0

What is the best way of implementing soft delete with timestamps( start date and end date) in Graph database?

Kelvin Lawrence
  • 14,674
  • 2
  • 16
  • 38
Thirumal
  • 8,280
  • 11
  • 53
  • 103

1 Answers1

4

Well, it's fairly straightforward to blind a traversal based on a timestamp.
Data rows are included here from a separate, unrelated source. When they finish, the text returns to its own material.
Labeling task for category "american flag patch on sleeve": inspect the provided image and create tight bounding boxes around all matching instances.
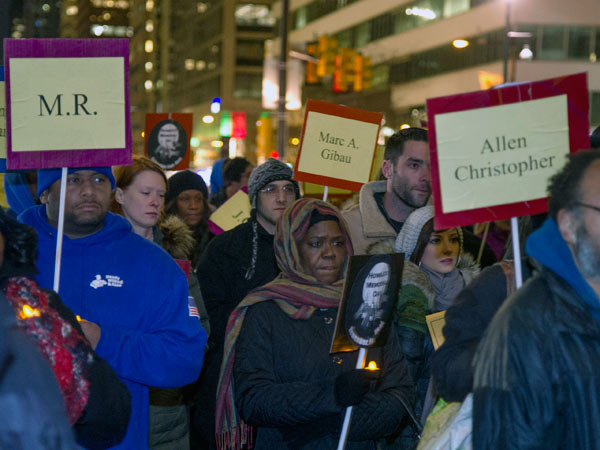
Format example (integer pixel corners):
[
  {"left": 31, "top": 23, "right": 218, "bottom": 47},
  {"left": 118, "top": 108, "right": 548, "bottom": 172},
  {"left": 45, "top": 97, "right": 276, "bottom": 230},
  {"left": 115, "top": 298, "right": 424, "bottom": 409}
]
[{"left": 188, "top": 296, "right": 200, "bottom": 319}]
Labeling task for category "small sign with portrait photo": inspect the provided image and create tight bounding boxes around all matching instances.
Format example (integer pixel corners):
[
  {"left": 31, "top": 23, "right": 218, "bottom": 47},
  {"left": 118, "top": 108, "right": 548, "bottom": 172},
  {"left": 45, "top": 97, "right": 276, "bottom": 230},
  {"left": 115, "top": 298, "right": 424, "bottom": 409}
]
[
  {"left": 330, "top": 253, "right": 404, "bottom": 353},
  {"left": 144, "top": 113, "right": 193, "bottom": 170}
]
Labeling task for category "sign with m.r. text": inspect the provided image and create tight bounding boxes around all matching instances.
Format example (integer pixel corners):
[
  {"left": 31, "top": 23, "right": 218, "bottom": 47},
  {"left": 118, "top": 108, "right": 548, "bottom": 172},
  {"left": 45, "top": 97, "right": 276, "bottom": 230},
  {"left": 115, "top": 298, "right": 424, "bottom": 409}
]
[{"left": 4, "top": 39, "right": 131, "bottom": 169}]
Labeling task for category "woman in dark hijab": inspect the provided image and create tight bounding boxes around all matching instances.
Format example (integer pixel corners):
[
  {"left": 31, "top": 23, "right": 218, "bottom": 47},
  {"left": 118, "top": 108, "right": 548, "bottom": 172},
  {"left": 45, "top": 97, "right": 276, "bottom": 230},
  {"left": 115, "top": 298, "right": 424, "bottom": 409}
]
[{"left": 216, "top": 199, "right": 413, "bottom": 450}]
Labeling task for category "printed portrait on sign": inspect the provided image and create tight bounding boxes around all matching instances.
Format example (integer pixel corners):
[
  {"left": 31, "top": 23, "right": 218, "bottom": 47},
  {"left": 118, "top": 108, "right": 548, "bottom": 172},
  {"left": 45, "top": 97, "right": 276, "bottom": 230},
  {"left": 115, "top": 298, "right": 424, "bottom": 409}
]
[
  {"left": 148, "top": 119, "right": 189, "bottom": 170},
  {"left": 346, "top": 255, "right": 396, "bottom": 347}
]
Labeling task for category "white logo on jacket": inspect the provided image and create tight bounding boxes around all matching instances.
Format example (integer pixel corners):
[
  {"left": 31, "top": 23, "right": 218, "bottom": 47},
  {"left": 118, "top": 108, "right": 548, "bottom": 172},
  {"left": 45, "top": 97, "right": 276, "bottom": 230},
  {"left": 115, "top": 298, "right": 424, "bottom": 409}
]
[{"left": 90, "top": 274, "right": 123, "bottom": 289}]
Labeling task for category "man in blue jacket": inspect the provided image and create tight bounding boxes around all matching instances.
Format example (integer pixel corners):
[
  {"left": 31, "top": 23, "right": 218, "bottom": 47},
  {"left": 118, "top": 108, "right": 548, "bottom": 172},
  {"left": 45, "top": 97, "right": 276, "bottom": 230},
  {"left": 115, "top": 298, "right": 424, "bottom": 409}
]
[
  {"left": 19, "top": 167, "right": 206, "bottom": 449},
  {"left": 473, "top": 151, "right": 600, "bottom": 450}
]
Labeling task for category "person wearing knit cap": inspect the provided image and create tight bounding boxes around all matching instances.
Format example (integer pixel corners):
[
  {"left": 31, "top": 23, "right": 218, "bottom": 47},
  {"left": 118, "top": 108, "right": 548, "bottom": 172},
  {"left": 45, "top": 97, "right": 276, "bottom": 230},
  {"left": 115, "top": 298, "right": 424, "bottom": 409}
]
[
  {"left": 19, "top": 167, "right": 206, "bottom": 449},
  {"left": 194, "top": 158, "right": 300, "bottom": 448},
  {"left": 210, "top": 156, "right": 254, "bottom": 208},
  {"left": 165, "top": 170, "right": 214, "bottom": 271}
]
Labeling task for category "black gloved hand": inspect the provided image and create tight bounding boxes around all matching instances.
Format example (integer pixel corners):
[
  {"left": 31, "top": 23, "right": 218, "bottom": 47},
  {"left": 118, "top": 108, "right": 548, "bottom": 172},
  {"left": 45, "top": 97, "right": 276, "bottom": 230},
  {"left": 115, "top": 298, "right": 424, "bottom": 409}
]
[{"left": 335, "top": 369, "right": 381, "bottom": 407}]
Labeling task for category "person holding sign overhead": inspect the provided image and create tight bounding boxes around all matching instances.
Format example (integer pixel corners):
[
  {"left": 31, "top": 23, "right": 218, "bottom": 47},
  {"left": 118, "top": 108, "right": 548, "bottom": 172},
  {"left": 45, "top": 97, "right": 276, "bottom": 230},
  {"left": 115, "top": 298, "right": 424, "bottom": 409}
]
[
  {"left": 344, "top": 128, "right": 431, "bottom": 255},
  {"left": 111, "top": 156, "right": 210, "bottom": 450},
  {"left": 216, "top": 199, "right": 413, "bottom": 450},
  {"left": 194, "top": 158, "right": 300, "bottom": 448},
  {"left": 165, "top": 170, "right": 213, "bottom": 272},
  {"left": 19, "top": 167, "right": 206, "bottom": 449}
]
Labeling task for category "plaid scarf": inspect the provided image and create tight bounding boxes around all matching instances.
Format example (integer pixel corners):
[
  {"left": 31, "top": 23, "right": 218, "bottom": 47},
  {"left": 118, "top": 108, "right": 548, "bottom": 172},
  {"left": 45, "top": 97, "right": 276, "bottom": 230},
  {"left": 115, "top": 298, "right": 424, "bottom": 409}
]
[{"left": 215, "top": 198, "right": 353, "bottom": 450}]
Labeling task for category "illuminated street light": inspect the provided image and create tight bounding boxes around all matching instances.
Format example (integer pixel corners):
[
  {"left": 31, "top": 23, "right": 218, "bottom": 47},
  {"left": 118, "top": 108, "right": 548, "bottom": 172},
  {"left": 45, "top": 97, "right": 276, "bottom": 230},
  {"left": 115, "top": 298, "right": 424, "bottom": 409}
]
[{"left": 519, "top": 44, "right": 533, "bottom": 61}]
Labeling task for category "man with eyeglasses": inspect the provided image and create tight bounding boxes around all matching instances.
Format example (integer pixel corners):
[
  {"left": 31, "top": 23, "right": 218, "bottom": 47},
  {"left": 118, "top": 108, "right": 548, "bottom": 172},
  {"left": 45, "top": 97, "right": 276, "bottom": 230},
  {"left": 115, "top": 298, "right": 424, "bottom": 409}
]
[
  {"left": 193, "top": 158, "right": 300, "bottom": 449},
  {"left": 473, "top": 150, "right": 600, "bottom": 450}
]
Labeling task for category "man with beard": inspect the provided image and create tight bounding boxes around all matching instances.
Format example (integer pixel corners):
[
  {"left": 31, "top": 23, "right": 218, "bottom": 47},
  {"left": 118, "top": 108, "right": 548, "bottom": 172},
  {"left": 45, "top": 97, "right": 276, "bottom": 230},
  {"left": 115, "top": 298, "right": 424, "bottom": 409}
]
[
  {"left": 473, "top": 150, "right": 600, "bottom": 450},
  {"left": 343, "top": 128, "right": 431, "bottom": 255},
  {"left": 19, "top": 167, "right": 206, "bottom": 449}
]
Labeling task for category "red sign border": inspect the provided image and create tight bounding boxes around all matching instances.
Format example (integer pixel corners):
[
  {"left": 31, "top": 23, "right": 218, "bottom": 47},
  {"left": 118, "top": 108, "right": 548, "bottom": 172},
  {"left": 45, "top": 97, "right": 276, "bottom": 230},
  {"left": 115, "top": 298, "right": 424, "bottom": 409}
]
[
  {"left": 144, "top": 113, "right": 194, "bottom": 170},
  {"left": 427, "top": 73, "right": 590, "bottom": 229},
  {"left": 294, "top": 99, "right": 383, "bottom": 192}
]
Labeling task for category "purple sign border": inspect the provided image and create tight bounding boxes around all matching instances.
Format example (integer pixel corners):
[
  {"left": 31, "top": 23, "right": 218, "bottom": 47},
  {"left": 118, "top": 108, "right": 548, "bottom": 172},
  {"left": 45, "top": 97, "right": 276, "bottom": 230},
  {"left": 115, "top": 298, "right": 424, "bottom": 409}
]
[{"left": 4, "top": 39, "right": 132, "bottom": 170}]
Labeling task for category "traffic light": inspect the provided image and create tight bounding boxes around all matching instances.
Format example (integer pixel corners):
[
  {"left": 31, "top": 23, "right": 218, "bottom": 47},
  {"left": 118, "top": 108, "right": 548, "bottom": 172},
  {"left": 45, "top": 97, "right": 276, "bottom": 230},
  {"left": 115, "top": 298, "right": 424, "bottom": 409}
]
[
  {"left": 306, "top": 42, "right": 320, "bottom": 84},
  {"left": 333, "top": 47, "right": 356, "bottom": 92}
]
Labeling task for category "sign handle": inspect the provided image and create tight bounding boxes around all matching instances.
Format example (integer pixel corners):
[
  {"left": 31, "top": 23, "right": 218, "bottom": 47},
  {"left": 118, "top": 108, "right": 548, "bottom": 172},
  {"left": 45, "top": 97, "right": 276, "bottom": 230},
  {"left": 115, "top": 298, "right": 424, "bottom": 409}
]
[
  {"left": 52, "top": 167, "right": 67, "bottom": 294},
  {"left": 336, "top": 348, "right": 367, "bottom": 450},
  {"left": 510, "top": 217, "right": 523, "bottom": 289},
  {"left": 475, "top": 222, "right": 490, "bottom": 264}
]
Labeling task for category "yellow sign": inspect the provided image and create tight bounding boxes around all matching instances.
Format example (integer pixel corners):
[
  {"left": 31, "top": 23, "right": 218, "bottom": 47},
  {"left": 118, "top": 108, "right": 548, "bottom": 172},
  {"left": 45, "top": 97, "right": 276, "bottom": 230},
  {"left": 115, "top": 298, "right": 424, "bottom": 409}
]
[
  {"left": 435, "top": 95, "right": 569, "bottom": 213},
  {"left": 425, "top": 311, "right": 446, "bottom": 350},
  {"left": 10, "top": 57, "right": 127, "bottom": 152},
  {"left": 0, "top": 81, "right": 6, "bottom": 159},
  {"left": 298, "top": 111, "right": 379, "bottom": 184},
  {"left": 209, "top": 190, "right": 250, "bottom": 231}
]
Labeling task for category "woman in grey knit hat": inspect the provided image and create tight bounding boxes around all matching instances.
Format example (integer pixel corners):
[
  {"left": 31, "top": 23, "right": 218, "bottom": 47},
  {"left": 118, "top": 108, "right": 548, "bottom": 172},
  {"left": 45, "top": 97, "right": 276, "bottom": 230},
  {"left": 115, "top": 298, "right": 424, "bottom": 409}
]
[{"left": 394, "top": 205, "right": 479, "bottom": 434}]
Take this example graph were "ts" is a mock timestamp represented as a long:

gremlin> g.addV('person').property('name','alice').as('a').
......1>   addV('person').property('name','bob').as('b').
......2>   addV('person').property('name','claire').as('c').
......3>   addE('interacted').property('ts', 125).from('a').to('b').
......4>   addE('interacted').property('ts', 126).from('a').to('b').
......5>   addE('interacted').property('ts', 127).from('a').to('b').
......6>   addE('interacted').property('ts', 126).from('b').to('c').
......7>   addE('interacted').property('ts', 150).from('b').to('c').
......8>   addE('interacted').property('ts', 151).from('a').to('b').iterate()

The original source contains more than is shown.